You can download the example data for the Blendle HR Bot, GPT-3.5-prompt-1 version here. This dataset contains 97 interactions with the bot, alongside human annotations for some of the interactions.

Notes:

Please note that the only columns that are mandatory are 'input' and 'output'. About the necessity of other columns:
- 'user_interaction_id' is highly recommended, but is generated by the system when not provided.
- 'information_retrieval' is needed for many of the properties and workflows in a RAG use case, but otherwise, it isn't necessary.
- 'full_prompt' is used primarily to assist users with visibility, manual tracing, and debugging within the system, but usually isn't used directly for any calculations.

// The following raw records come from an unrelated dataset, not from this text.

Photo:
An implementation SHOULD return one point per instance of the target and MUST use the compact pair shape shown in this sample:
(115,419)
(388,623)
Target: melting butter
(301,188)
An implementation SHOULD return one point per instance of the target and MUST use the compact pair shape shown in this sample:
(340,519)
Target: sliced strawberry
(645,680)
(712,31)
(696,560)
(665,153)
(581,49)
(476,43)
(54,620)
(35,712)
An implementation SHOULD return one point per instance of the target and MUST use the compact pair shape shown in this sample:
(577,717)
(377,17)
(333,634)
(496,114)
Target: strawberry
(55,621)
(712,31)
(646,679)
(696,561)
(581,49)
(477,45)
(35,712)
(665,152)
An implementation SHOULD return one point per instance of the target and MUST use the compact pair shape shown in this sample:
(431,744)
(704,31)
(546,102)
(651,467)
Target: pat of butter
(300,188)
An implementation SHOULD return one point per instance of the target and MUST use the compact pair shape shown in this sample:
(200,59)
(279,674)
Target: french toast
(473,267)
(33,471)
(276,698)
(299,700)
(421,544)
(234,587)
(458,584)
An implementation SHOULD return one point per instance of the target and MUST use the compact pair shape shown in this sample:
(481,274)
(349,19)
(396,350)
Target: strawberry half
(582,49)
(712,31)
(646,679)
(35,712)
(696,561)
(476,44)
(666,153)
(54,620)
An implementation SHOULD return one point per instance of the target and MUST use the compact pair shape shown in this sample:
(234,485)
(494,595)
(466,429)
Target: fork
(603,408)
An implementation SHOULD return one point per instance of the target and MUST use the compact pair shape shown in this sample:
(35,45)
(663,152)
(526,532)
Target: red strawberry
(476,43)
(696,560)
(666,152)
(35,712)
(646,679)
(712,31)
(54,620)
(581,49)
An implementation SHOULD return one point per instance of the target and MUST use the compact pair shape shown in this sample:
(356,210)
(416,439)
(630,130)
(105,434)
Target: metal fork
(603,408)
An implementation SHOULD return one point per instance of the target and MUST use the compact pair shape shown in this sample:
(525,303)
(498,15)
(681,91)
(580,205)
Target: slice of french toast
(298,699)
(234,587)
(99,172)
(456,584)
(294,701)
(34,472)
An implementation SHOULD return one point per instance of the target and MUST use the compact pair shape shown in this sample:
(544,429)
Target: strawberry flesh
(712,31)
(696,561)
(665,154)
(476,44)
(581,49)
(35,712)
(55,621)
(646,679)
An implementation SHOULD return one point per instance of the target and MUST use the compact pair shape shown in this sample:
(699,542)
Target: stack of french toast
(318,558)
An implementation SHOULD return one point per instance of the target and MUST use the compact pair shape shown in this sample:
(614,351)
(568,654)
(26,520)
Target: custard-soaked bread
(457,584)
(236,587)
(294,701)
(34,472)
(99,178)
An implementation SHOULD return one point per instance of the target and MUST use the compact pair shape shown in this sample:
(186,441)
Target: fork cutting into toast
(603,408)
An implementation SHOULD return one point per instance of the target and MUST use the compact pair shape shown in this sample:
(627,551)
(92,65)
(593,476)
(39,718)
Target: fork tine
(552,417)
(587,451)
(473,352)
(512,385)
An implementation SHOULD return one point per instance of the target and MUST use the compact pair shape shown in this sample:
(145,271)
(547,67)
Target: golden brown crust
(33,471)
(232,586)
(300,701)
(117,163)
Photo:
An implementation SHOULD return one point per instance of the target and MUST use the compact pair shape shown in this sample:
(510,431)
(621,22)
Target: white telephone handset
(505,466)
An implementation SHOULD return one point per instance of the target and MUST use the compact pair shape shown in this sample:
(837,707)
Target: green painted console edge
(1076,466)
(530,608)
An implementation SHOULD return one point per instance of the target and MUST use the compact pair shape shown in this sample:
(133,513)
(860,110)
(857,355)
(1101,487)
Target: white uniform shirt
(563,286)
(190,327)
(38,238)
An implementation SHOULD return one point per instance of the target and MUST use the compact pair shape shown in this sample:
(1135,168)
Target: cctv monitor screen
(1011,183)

- 'user_annotation' is typically sent when an annotation exists - can be 'Good', 'Bad', or 'Unknown'. For samples that don't have an annotation, the cell should be left empty (and they will be inferred by the system).
There is also an option of adding other custom fields, but this is only supported via the SDK option.
Once you upload the data, please allow a few minutes for all of the calculations to be completed (properties, topics, estimated annotations, etc.).